O mundo mudou, mas Luís Montenegro continua mais ou menos no mesmo sítio, o sistema político sofreu um abalo, mas o primeiro-ministro optou por uma remodelação ‘poucochinha’, sem sinais que antecipem um novo ciclo político, um novo impulso, uma resposta ao que disseram os eleitores no voto. O “novo” Governo tem uma excelente notícia, um conjunto de más e péssimas notícias, e o melhor que se pode ver é a permanência de três ou quatro governantes que não saíram do sítio.
Comecemos pelo início, e pela excelente notícia (que é mesmo a única) deste Governo remendado: O primeiro-ministro convocou Gonçalo Saraiva Matias para a reforma do Estado, e deu-lhe peso político, com o estatuto de ministro-adjunto. O nome do novo ministério talvez não seja o mais adequado, porque cria expectativas, talvez inantingíveis, e acaba por funcionar como fator de pressão, mas se há coisa de que o país, e a economia, precisa é mesmo de uma reforma do Estado. Daquelas que começam por simplificar, por desburocratizar, por olhar com confiança para os agentes económicos, daqueles que fazem contratos de confiança e não partem do pressuposto de que é preciso criar barreiras e suspeitas à priori que travam a economia e o investimento.
Reforma do Estado pode querer dizer tudo e não dizer nada.
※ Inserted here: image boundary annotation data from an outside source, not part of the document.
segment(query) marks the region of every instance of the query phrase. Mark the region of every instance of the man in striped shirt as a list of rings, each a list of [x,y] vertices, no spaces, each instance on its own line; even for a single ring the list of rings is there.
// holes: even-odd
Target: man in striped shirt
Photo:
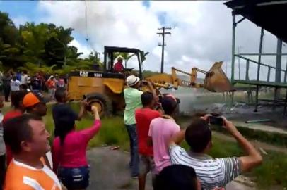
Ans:
[[[226,129],[237,140],[247,156],[213,158],[206,153],[212,146],[209,115],[194,120],[186,130],[172,137],[170,155],[172,165],[192,167],[201,181],[203,189],[224,187],[240,173],[250,170],[262,161],[260,153],[237,130],[231,122],[223,118]],[[177,144],[184,139],[190,147],[186,151]]]

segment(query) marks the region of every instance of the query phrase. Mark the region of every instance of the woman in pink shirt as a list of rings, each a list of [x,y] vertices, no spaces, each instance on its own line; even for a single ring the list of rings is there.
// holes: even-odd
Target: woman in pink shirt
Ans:
[[[100,120],[97,107],[92,106],[95,116],[93,125],[76,131],[75,122],[63,115],[59,120],[59,136],[54,139],[53,170],[68,189],[85,189],[89,184],[89,170],[86,156],[88,141],[97,134]]]

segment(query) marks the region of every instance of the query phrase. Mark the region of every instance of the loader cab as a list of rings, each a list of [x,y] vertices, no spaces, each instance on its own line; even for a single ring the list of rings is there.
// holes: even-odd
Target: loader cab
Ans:
[[[124,48],[124,47],[115,47],[115,46],[105,46],[104,51],[104,72],[115,72],[114,70],[114,61],[117,58],[115,57],[115,53],[128,53],[134,54],[136,57],[139,68],[129,68],[127,65],[127,68],[124,68],[123,73],[125,75],[127,73],[131,71],[138,70],[139,77],[142,80],[142,62],[141,59],[141,51],[137,49]],[[126,77],[126,76],[125,76]]]

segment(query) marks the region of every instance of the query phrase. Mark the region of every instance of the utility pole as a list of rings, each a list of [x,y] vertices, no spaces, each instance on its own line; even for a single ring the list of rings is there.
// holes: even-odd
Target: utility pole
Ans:
[[[159,46],[161,46],[161,66],[160,66],[160,73],[163,73],[163,63],[164,63],[164,58],[165,58],[165,46],[166,44],[165,44],[165,34],[170,34],[171,35],[171,33],[170,32],[165,32],[165,30],[171,30],[171,27],[163,27],[160,28],[158,28],[158,30],[163,30],[162,32],[158,32],[159,36],[162,35],[163,36],[163,43],[160,44],[160,43],[158,44]]]

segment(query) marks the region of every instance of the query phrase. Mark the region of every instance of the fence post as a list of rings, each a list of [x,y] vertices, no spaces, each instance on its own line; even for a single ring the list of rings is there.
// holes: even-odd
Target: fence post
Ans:
[[[268,67],[267,82],[270,82],[270,70],[271,70],[271,68]]]
[[[245,80],[249,80],[249,59],[246,60]]]

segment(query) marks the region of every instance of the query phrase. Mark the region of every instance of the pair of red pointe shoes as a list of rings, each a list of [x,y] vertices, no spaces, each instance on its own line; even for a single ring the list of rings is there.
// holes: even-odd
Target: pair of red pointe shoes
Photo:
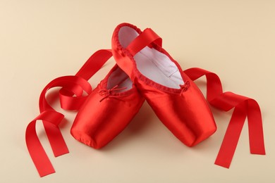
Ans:
[[[180,65],[161,48],[151,29],[123,23],[114,30],[115,65],[79,111],[71,128],[78,141],[95,149],[121,132],[144,98],[183,144],[192,146],[216,131],[208,104]]]
[[[261,112],[250,98],[223,92],[219,77],[209,71],[183,71],[161,47],[161,39],[151,29],[143,32],[122,23],[111,39],[111,50],[95,52],[75,75],[49,82],[39,99],[40,114],[27,127],[26,144],[41,177],[55,172],[38,139],[37,120],[42,120],[54,156],[68,153],[59,127],[63,115],[46,100],[47,91],[61,87],[61,108],[79,110],[71,130],[78,141],[100,149],[130,122],[146,100],[164,125],[184,144],[193,146],[216,130],[208,103],[228,111],[231,120],[215,163],[229,168],[245,118],[249,125],[250,152],[264,154]],[[94,89],[87,80],[114,56],[116,64]],[[207,100],[193,80],[205,75]],[[83,94],[86,93],[87,95]]]

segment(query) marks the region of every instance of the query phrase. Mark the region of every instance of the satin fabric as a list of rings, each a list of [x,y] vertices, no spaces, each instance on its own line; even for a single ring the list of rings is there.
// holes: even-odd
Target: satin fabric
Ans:
[[[201,68],[190,68],[184,71],[192,80],[205,75],[207,79],[207,99],[214,107],[228,111],[234,108],[215,164],[229,168],[245,123],[248,120],[250,153],[265,154],[262,114],[257,102],[250,98],[232,92],[224,92],[219,76]]]
[[[74,138],[94,149],[102,148],[116,137],[130,123],[145,101],[133,84],[128,90],[120,91],[116,84],[121,81],[115,83],[109,77],[116,69],[116,65],[90,94],[71,130]],[[118,87],[108,89],[108,80]]]
[[[127,48],[119,42],[119,30],[128,26],[139,34]],[[112,49],[119,67],[130,77],[146,99],[159,120],[183,144],[192,146],[212,135],[216,130],[212,113],[197,87],[182,72],[179,65],[159,46],[160,37],[152,30],[142,32],[128,23],[119,25],[112,37]],[[177,65],[185,81],[181,88],[173,89],[161,85],[144,76],[137,68],[134,55],[149,45],[167,55]]]

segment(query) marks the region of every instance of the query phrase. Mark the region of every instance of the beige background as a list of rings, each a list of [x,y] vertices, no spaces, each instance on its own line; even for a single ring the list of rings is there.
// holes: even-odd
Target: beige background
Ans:
[[[0,182],[275,182],[274,1],[0,1]],[[39,178],[25,144],[39,114],[43,87],[73,75],[99,49],[111,47],[123,22],[152,27],[183,69],[217,73],[225,91],[256,99],[262,110],[267,156],[250,154],[247,123],[229,170],[214,165],[231,112],[214,110],[218,131],[190,149],[145,103],[130,126],[102,150],[69,133],[75,113],[63,112],[69,154],[55,158],[37,130],[56,173]],[[111,59],[90,82],[114,65]],[[204,80],[199,84],[205,92]]]

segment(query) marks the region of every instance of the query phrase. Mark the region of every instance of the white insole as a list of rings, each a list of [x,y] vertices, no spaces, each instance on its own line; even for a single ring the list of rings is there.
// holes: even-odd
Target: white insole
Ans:
[[[122,46],[127,46],[138,36],[130,27],[121,27],[118,39]],[[145,47],[134,56],[138,70],[146,77],[167,87],[180,89],[184,82],[176,64],[166,55],[154,49]]]

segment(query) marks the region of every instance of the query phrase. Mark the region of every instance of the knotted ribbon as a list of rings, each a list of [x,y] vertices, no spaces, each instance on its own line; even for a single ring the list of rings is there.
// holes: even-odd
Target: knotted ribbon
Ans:
[[[192,80],[205,75],[207,99],[212,106],[224,111],[235,108],[215,164],[227,168],[230,167],[246,117],[250,153],[264,155],[261,111],[257,101],[232,92],[223,92],[221,80],[215,73],[197,68],[185,70],[184,72]]]

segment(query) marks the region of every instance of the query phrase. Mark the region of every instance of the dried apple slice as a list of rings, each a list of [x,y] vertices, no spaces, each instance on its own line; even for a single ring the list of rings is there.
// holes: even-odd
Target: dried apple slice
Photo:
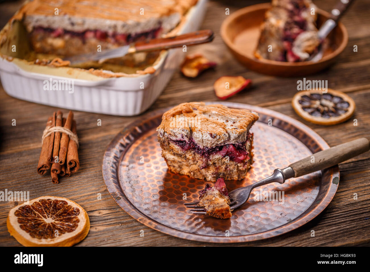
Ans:
[[[64,197],[41,197],[10,210],[8,231],[25,246],[71,246],[90,229],[87,214]]]
[[[250,85],[252,80],[241,76],[221,77],[213,84],[216,95],[220,99],[226,99]]]
[[[181,65],[181,72],[185,77],[196,77],[205,70],[217,65],[215,62],[209,61],[202,55],[187,56]]]
[[[292,105],[305,120],[324,125],[348,120],[356,107],[353,100],[347,95],[331,89],[326,93],[318,90],[299,92],[293,97]]]

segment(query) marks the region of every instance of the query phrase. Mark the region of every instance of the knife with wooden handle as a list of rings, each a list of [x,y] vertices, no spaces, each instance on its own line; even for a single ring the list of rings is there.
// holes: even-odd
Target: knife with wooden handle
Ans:
[[[64,60],[70,62],[70,66],[89,61],[100,61],[123,57],[127,54],[145,51],[153,51],[170,48],[181,47],[200,44],[212,41],[214,38],[213,31],[210,29],[195,31],[185,34],[138,41],[114,49],[104,50],[96,53],[77,55],[63,58]]]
Veremos o que quer mesmo o primeiro-ministro, mas o ministro escolhido é, ele próprio, um conforto de segurança. Gonçalo Saraiva Matias não tem propriamente experiência política executiva, mas tem as competências e qualificações e o percurso para conduzir uma estratégia que signifique menos Estado e melhor Estado. Mas também recairão sobre si as maiores expectativas deste Governo, todos os olhos estarão sobre si, e como já se percebeu das reações, é fácil ‘atirar’ com o papão Millei — já viram mesmo os números da economia e da pobreza na Argentina, para lá da retórica? — para descredibilizar uma estratégia.
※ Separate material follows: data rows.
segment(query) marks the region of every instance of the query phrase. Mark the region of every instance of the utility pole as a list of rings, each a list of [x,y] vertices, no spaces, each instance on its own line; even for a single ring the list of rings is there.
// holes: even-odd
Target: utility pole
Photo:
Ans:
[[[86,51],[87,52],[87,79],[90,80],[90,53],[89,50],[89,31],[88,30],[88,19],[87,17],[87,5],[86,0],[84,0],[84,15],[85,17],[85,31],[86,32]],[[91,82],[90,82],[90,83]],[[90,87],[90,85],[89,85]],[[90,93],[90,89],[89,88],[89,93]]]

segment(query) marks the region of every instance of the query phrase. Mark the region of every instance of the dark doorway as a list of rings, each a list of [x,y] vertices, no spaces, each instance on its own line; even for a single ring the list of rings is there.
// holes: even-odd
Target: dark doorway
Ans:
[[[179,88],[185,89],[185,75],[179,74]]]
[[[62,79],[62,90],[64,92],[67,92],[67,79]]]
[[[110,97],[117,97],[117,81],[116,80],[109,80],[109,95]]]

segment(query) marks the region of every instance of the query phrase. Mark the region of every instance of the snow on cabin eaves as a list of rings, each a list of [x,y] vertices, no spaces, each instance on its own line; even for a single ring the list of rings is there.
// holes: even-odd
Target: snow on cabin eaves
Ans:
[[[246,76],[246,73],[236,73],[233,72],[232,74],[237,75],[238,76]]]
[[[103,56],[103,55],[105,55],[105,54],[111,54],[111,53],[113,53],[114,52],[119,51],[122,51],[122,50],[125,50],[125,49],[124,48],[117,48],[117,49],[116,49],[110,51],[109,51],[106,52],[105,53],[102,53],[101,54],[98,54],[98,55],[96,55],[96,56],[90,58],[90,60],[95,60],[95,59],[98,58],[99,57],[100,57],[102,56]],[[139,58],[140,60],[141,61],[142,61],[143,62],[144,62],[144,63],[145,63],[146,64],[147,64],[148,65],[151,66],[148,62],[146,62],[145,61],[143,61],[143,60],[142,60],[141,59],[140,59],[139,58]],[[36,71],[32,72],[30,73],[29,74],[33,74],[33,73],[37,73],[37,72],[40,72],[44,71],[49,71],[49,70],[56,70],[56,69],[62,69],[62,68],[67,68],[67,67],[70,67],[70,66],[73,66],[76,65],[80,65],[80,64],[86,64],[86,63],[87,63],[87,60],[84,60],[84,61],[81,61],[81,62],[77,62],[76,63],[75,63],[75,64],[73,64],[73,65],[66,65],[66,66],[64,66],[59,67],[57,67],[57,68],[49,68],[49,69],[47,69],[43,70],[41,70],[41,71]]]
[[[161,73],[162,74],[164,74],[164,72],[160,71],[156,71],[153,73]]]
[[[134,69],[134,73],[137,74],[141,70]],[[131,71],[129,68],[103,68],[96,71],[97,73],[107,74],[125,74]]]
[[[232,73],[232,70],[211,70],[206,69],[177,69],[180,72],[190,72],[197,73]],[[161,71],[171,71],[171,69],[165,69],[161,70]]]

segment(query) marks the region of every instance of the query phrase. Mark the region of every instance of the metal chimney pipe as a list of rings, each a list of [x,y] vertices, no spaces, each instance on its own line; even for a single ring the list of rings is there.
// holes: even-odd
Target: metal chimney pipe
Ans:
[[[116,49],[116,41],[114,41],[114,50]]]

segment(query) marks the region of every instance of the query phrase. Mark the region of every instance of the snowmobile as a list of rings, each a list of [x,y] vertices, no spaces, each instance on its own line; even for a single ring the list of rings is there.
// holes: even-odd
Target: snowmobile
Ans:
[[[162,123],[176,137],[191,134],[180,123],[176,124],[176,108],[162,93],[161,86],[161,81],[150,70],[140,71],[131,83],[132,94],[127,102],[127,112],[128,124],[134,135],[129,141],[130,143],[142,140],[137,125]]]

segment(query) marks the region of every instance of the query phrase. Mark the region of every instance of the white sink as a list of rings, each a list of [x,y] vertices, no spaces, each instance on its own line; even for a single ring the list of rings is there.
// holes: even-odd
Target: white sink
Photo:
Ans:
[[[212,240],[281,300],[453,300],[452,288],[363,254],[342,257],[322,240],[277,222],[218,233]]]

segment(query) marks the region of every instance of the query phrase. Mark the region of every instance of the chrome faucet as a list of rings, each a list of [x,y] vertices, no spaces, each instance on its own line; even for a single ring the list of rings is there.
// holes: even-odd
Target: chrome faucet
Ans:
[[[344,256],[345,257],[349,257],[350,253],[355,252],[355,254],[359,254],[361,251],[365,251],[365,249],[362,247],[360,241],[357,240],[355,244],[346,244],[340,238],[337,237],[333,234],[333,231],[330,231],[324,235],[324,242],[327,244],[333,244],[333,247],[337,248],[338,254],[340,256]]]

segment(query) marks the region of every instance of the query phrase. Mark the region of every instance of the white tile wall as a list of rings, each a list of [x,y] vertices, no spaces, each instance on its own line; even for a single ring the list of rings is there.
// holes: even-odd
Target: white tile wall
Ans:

Se na reforma do Estado está a boa notícia, a má notícia está do lado da economia. Pedro Reis merecia ter continuado, pelo trabalho que fez nestes 11 meses, na reorganização de um ministério perdido, desde logo no Banco de Fomento, na diplomacia económica e na captação de investimento estrangeiro. Mas pior do que a substituição de um governante, é mesmo o novo modelo orgânico, e aquilo que está por detrás desta opção.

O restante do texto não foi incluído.